One might say that it is especially essential among high school students.
But Stevens, Souter, and Ginsburg undermined the force of their dissent by accepting that in public schools, officials may suppress student speech that “violates a permissible rule” or “expressly advocates conduct that is illegal and harmful to students.” Their disagreement with the Court majority, instead, turned on their interpretation of “Bong Hits 4 Jesus.” The banner, they said, “was never meant to persuade anyone to do anything.”

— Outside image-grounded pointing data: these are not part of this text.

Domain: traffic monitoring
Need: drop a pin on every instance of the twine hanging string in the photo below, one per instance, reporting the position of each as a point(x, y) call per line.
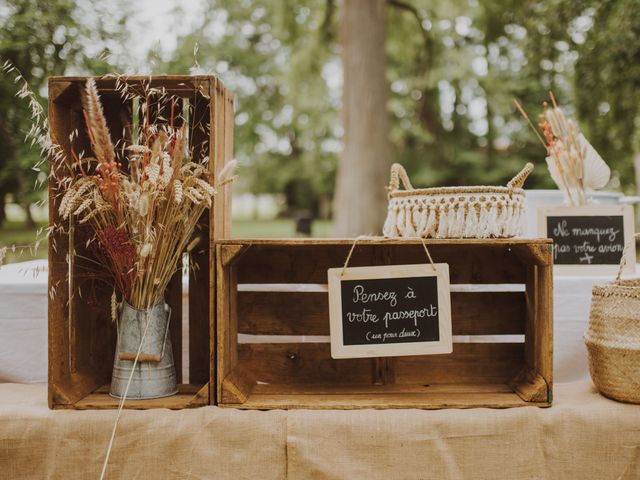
point(368, 237)
point(623, 260)
point(124, 396)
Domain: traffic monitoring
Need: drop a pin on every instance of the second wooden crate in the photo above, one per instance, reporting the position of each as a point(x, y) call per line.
point(272, 326)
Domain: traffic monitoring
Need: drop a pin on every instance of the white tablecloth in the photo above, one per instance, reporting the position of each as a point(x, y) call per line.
point(23, 323)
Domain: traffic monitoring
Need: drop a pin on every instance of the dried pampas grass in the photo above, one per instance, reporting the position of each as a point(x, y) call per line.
point(145, 217)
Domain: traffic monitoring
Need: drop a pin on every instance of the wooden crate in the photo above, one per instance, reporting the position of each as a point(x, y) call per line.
point(81, 334)
point(272, 293)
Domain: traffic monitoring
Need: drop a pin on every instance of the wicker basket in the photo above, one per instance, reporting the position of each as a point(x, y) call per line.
point(455, 212)
point(613, 340)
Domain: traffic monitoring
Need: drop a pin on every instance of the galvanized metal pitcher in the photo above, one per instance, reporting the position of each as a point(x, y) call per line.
point(155, 372)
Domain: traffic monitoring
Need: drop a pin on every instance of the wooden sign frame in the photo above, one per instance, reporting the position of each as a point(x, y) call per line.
point(441, 346)
point(626, 211)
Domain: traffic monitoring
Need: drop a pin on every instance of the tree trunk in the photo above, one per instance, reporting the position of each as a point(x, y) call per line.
point(29, 221)
point(360, 199)
point(3, 213)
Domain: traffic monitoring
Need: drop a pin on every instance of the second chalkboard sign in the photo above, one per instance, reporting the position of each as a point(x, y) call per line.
point(390, 310)
point(590, 238)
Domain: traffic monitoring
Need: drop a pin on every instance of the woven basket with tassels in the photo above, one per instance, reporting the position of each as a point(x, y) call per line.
point(613, 338)
point(455, 212)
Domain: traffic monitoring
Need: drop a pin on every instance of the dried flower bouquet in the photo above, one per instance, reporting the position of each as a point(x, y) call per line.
point(143, 208)
point(574, 165)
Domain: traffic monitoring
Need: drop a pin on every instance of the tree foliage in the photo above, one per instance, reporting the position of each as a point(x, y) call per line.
point(454, 67)
point(41, 39)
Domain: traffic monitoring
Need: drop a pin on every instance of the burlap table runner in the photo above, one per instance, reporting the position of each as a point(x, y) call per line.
point(583, 436)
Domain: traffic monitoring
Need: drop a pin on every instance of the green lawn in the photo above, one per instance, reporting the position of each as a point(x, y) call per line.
point(15, 233)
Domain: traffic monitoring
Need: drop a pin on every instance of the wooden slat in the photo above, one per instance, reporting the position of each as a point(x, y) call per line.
point(469, 363)
point(300, 263)
point(301, 363)
point(386, 400)
point(312, 363)
point(173, 297)
point(68, 382)
point(307, 313)
point(544, 326)
point(200, 258)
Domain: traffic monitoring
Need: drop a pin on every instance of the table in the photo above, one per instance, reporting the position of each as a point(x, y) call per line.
point(583, 436)
point(23, 323)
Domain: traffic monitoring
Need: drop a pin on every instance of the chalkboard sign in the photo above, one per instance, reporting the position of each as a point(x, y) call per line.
point(592, 236)
point(390, 310)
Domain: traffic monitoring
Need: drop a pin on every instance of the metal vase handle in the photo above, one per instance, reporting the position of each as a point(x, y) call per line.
point(144, 357)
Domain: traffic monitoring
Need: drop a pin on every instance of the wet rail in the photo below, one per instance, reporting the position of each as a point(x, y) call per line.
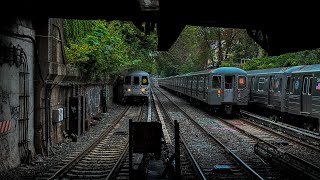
point(100, 157)
point(214, 155)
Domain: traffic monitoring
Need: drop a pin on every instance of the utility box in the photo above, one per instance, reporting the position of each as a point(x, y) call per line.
point(76, 118)
point(57, 115)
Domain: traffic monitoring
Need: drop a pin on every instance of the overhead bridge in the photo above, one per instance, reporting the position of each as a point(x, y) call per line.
point(277, 27)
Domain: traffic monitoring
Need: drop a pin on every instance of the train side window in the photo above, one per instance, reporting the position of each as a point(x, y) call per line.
point(241, 82)
point(253, 83)
point(261, 84)
point(288, 84)
point(228, 82)
point(305, 85)
point(144, 80)
point(216, 82)
point(136, 80)
point(292, 86)
point(280, 85)
point(127, 80)
point(207, 83)
point(310, 86)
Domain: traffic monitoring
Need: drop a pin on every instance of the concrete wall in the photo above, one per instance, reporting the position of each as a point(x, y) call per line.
point(29, 101)
point(16, 37)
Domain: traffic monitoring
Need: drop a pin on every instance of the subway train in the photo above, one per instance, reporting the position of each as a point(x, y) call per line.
point(223, 90)
point(134, 87)
point(288, 93)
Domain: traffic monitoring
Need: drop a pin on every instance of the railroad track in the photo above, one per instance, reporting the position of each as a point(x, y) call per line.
point(305, 136)
point(302, 158)
point(101, 157)
point(189, 168)
point(215, 155)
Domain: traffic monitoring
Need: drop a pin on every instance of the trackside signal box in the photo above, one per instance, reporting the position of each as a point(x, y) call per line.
point(144, 137)
point(76, 112)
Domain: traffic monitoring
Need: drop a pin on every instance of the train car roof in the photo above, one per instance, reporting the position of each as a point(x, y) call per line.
point(137, 72)
point(220, 70)
point(309, 68)
point(228, 70)
point(289, 69)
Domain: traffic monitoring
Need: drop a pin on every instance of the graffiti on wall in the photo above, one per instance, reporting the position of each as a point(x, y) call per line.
point(5, 112)
point(4, 150)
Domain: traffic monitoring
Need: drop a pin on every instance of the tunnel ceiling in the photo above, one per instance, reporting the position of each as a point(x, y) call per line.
point(278, 28)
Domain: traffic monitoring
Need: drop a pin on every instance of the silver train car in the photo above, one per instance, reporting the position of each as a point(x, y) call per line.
point(223, 89)
point(136, 87)
point(288, 92)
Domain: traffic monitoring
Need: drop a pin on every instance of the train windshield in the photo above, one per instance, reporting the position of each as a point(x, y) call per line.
point(144, 80)
point(216, 82)
point(136, 80)
point(241, 82)
point(127, 80)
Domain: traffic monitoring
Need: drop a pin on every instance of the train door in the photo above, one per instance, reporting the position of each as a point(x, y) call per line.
point(287, 93)
point(251, 88)
point(306, 98)
point(228, 88)
point(270, 90)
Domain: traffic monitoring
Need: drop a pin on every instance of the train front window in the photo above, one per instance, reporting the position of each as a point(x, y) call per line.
point(261, 84)
point(241, 82)
point(216, 82)
point(144, 80)
point(228, 82)
point(136, 80)
point(127, 80)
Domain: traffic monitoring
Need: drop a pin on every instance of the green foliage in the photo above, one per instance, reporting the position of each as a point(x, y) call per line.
point(284, 60)
point(198, 47)
point(108, 48)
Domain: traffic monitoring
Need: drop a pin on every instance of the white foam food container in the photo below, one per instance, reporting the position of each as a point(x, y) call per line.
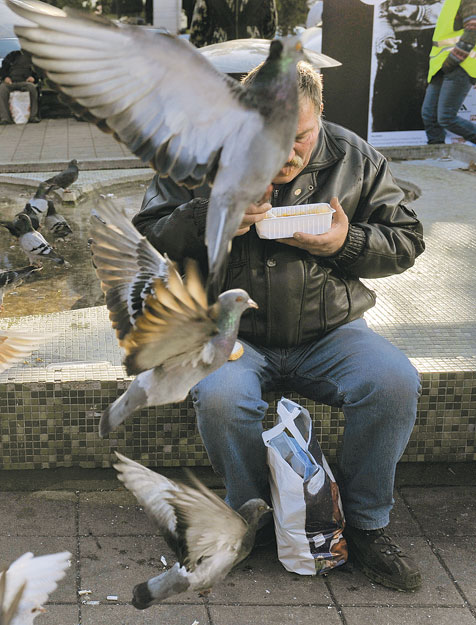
point(283, 221)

Thus, although Stevens, Souter, and Ginsburg started their dissent by condemning viewpoint discrimination in public schoools, they ended by endorsing it – at least when the viewpoint expressed is interpreted to advocate “illegal and harmful” conduct. Like Alito and Kennedy, the dissenters don’t try to grapple with the difficulty of distinguishing between political dissent and advocacy of illegal conduct, although they do point out that there have been many changes in public opinion and policy over the years: the legitimacy of wars, the prohibition of alcohol, and current debates over drug legalization are examples of areas where advocacy of illegal conduct has not been readily distinguishable from political dissent. Advocacy of sit-ins and freedom rides to protest official segregation provide other examples.

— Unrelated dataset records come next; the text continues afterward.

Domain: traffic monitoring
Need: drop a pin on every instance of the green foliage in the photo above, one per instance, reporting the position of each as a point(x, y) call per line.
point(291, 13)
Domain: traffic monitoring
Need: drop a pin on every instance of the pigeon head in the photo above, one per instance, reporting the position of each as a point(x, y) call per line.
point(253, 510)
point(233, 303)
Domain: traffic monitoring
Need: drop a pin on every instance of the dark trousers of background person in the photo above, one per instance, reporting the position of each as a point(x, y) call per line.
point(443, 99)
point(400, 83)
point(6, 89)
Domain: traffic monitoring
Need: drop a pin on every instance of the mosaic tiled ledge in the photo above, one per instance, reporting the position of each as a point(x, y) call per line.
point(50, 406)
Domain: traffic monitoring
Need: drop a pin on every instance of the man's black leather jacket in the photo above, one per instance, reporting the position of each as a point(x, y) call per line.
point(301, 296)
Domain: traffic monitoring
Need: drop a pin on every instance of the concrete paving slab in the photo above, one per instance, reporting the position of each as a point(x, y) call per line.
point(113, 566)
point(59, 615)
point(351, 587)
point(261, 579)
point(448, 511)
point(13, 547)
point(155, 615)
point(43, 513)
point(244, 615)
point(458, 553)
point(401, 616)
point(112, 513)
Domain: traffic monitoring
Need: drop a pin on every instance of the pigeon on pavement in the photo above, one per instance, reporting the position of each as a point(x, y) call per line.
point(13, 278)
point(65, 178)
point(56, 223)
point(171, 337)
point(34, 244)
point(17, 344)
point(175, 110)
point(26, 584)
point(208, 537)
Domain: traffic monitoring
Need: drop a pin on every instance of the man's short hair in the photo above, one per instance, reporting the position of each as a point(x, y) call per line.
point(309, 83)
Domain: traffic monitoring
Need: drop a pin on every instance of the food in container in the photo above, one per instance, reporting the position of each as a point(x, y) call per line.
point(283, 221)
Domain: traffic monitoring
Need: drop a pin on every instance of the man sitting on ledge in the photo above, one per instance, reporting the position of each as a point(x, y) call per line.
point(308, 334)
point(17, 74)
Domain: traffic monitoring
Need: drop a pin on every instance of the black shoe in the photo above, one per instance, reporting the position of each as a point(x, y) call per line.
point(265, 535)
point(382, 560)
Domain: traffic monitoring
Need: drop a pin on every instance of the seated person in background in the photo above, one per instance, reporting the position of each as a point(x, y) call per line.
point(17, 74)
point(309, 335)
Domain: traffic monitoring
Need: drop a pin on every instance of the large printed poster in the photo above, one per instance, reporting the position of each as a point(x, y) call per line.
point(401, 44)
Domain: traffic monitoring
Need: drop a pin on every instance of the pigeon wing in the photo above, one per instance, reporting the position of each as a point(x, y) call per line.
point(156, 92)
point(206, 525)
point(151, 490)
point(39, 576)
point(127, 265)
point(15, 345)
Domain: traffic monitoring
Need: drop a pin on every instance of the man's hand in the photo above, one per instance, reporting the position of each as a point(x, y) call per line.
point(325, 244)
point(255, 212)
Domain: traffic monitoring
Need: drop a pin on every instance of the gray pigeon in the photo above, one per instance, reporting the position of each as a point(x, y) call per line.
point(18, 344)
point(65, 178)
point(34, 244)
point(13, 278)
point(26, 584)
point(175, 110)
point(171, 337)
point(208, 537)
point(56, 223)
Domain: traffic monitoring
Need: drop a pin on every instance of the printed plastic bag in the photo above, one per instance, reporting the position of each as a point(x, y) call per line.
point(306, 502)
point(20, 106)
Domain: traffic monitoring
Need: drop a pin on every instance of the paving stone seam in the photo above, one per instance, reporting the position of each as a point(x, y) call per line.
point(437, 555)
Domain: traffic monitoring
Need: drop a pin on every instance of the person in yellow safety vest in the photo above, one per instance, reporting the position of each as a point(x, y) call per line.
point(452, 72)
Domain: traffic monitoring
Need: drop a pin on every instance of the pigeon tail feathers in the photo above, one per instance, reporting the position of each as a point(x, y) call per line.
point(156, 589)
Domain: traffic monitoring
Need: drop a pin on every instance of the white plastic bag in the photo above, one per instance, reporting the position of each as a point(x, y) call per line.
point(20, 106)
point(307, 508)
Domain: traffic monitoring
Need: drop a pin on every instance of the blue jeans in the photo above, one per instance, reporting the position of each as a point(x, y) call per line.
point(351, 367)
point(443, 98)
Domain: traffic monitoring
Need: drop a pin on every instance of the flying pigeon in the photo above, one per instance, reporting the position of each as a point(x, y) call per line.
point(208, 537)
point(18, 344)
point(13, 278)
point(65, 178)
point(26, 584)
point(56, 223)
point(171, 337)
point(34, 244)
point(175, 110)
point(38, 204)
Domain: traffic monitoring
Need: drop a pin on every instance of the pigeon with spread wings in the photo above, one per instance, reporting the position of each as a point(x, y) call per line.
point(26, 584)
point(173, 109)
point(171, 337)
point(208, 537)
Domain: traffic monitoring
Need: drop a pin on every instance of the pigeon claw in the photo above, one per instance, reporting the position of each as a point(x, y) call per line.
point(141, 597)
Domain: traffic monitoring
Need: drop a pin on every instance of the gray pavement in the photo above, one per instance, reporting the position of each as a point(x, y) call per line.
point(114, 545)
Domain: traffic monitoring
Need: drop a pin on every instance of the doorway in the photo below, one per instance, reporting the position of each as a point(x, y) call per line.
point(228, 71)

Justice Thomas wrote a concurring opinion arguing that Tinker v. Des Moinesshould be explicitly overruled. Justice Breyer wrote separately to argue that the Court did not need to reach the ultimate constitutional issue because all it really had to decide was that Deborah Morse, the principal who punished Frederick for his banner, was entitled to “qualified immunity” from money damages.
The fractured decision in Morse v. Frederick arguably represents another nail in the coffin of student free speech – which, like adult free speech, is often provocative or irresponsible – and another step toward a more controlled and authoritarian view of public education. However confused (and difficult to implement) the distinctions made by the Court, though – especially in the concurrence of Alito and Kennedy – there was at least a recognition that speech about drugs has a political dimension and that, in the words of Tinker, students do not lose all constitutional rights “at the schoolhouse gate.”
The decision in Morse v. Frederick, S.Ct. No. 06-278 (June 25, 2007), can be found at http://www.supremecourtus.gov/.
*This article previously appeared on the Free Expression Policy Project, which existed from 2000-2017.